An aerial view of construction of UBS Arena,

An aerial view of construction of UBS Arena, the Islanders' new home arena at Belmont Park. Credit: NY Islanders

The NHL has not yet released its schedule for 2021-22, but the Islanders already are certain of one thing: They will not open at home. And it is likely they will not play at home for several weeks.

To team president Lou Lamoriello, it is a small price to pay to buy enough time to get UBS Arena at Belmont Park completed and play a full home schedule there.

"I’m looking at this as a glass half-full," he said Tuesday on a season-ending conference call with reporters. "The excitement of being able to play all available home games, 41 of them, in front of our own fans, that motivates you to maybe get over any discomfort in what the road will be like."

Officials have said UBS Arena should be ready in November but have not set a date. Lamoriello declined to identify one, saying it is "a moving target." But he was told just under 1,000 people were working on the arena as of Tuesday.

The NHL is targeting an Oct. 12 start date for next season. Based on recent precedent, it should not be difficult for the league to buy at least three weeks from there for the Islanders.

In 2007, when the Prudential Center was being constructed, Lamoriello’s Devils opened with nine road games, returning to Newark 23 days after their first game. None of the nine was outside the Eastern Time Zone.

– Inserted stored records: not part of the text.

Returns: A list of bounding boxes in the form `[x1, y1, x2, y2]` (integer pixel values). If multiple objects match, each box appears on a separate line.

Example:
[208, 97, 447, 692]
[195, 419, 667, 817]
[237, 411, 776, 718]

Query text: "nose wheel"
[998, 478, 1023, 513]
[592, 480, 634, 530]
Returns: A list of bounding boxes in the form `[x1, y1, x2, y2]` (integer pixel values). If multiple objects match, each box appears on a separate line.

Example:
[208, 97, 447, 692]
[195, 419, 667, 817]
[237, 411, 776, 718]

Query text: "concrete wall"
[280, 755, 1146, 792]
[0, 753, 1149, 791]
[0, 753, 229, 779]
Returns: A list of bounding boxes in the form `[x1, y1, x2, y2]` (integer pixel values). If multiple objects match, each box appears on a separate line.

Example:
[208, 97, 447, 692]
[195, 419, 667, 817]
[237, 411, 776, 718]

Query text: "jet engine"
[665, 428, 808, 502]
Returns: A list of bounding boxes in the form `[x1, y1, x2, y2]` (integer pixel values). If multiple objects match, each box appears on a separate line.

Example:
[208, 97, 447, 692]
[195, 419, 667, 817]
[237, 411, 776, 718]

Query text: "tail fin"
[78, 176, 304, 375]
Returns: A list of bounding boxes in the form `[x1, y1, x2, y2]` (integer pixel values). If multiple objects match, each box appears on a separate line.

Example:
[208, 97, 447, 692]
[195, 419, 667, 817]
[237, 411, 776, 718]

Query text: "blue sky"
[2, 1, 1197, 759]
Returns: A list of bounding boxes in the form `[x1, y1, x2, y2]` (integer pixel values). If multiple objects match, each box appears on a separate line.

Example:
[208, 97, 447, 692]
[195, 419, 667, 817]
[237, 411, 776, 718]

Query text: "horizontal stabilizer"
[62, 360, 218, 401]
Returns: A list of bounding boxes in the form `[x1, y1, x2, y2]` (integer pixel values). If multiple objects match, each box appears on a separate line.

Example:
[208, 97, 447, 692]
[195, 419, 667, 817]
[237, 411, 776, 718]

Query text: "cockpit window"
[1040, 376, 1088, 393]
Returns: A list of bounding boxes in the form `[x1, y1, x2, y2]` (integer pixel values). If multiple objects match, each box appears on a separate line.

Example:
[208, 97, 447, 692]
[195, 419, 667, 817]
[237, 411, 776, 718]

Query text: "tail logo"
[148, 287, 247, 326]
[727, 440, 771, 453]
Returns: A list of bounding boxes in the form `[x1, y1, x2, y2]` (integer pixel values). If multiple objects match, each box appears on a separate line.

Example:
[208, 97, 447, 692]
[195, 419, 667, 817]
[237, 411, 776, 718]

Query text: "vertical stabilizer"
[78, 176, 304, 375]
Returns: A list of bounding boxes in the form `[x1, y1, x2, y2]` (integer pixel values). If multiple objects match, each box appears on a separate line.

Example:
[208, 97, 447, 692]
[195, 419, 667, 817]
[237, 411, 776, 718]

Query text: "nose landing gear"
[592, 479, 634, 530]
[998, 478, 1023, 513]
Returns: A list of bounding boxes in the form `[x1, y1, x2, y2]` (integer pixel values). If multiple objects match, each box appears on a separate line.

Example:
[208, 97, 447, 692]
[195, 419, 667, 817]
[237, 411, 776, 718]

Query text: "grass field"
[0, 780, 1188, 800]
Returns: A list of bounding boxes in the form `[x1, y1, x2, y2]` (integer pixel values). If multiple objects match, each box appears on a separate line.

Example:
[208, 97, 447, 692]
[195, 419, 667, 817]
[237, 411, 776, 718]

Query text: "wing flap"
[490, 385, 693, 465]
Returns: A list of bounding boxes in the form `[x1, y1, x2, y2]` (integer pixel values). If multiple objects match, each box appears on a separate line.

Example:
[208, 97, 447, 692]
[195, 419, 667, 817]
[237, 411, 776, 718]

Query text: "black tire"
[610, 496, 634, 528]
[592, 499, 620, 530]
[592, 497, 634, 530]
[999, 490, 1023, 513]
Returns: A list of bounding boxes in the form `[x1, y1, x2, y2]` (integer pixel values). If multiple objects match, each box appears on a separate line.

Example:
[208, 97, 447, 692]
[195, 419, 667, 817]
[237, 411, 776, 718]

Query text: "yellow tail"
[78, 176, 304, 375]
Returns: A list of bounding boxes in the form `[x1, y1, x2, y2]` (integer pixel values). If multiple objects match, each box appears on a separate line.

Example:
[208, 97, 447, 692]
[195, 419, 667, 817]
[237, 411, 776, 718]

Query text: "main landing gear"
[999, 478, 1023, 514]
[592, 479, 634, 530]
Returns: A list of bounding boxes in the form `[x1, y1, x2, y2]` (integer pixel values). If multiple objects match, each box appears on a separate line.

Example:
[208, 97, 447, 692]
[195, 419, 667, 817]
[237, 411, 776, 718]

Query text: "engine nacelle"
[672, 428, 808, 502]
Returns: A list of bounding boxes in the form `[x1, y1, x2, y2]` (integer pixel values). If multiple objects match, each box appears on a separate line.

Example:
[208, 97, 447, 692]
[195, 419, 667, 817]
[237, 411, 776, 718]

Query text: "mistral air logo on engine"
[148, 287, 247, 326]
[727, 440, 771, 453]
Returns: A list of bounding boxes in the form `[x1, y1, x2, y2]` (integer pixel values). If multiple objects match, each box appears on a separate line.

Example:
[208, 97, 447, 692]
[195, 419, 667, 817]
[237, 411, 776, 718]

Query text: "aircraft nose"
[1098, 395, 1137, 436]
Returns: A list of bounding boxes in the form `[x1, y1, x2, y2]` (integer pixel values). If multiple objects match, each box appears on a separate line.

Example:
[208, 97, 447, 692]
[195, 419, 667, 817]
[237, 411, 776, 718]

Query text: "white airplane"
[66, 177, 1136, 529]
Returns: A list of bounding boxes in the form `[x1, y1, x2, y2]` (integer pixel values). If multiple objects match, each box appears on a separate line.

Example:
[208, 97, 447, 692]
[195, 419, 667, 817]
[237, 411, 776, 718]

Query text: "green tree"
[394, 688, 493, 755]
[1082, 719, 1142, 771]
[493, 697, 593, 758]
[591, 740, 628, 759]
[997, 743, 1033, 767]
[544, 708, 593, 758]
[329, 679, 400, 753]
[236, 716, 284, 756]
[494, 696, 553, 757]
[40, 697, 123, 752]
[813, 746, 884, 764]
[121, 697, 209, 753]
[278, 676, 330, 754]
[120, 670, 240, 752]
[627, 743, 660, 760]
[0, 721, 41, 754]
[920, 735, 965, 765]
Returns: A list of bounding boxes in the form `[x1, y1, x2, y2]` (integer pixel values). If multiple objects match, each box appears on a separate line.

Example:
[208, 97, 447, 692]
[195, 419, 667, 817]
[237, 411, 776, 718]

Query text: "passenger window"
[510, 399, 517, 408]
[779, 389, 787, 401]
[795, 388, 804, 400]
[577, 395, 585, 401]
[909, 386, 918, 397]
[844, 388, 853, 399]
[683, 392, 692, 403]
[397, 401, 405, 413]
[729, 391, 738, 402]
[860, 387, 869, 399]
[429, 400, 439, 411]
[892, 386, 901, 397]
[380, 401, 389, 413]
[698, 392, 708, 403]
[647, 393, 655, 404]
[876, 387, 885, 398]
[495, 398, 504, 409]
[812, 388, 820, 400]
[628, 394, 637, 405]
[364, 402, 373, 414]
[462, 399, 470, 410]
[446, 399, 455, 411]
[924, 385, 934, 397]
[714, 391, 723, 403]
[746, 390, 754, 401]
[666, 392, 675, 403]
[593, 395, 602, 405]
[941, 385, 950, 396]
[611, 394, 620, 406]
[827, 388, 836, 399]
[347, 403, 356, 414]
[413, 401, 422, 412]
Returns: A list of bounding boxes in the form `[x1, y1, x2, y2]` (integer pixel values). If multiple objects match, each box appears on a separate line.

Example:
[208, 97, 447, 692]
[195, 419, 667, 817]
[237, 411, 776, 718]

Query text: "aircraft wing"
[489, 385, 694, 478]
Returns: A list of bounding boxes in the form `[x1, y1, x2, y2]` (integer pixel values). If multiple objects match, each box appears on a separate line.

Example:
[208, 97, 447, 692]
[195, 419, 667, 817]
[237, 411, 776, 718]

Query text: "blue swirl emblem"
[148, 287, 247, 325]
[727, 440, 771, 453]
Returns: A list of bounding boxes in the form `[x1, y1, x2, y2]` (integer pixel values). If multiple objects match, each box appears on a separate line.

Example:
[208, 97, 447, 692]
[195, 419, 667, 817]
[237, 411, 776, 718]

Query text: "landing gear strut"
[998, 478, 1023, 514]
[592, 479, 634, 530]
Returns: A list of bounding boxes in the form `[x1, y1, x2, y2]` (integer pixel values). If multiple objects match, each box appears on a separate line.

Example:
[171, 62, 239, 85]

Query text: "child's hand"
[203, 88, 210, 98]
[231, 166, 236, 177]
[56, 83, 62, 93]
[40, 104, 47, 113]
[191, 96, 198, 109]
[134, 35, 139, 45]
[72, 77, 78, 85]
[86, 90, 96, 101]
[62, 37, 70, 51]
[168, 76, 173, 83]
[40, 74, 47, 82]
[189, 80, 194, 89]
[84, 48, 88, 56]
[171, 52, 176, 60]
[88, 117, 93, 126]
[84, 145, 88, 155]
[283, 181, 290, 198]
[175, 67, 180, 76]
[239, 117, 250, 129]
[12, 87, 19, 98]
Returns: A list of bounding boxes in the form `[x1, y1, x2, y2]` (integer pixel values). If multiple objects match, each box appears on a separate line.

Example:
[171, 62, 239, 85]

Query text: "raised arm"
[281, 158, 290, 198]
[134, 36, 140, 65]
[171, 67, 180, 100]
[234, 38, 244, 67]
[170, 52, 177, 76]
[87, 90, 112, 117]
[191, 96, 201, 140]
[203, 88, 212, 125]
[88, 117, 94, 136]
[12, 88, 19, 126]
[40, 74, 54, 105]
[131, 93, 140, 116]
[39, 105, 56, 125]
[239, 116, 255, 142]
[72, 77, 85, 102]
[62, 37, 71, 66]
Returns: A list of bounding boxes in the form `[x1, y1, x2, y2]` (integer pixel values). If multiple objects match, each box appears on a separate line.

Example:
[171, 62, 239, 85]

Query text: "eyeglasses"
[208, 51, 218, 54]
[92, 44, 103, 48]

The last three of those games were nearby — at the Flyers, Islanders and Rangers.

In 2013, when Madison Square Garden was being renovated, the Rangers opened on the West Coast and played nine consecutive road games, returning to New York 25 days after their first game. (That team eventually reached the Stanley Cup Final.)

Lamoriello said that even if the Islanders open out West, the fact they can return to the area to visit the Rangers, Devils, Flyers and/or Bruins makes such a stretch less taxing for players and their families.

But how long of a road trip is too long?

"If your team is playing well and you’re on the road and you’re winning, it’s like you’re not on the road," Lamoriello said, adding, "I try very hard not to look at it as a negative. I’m more concerned with the way we’re playing at that given time."

Barring a significant delay in the arena’s completion, it appears the team will do everything possible to avoid a Plan B, such as another return to Nassau Coliseum or some other detour. (Preseason home games will be played at the Bridgeport Islanders’ Webster Bank Arena, which holds about 8,400 for hockey.)

Lamoriello said he is confident NHL schedule-makers will take players’ well-being into consideration. "I’m comfortable that we’ll get a schedule we can live with," he said.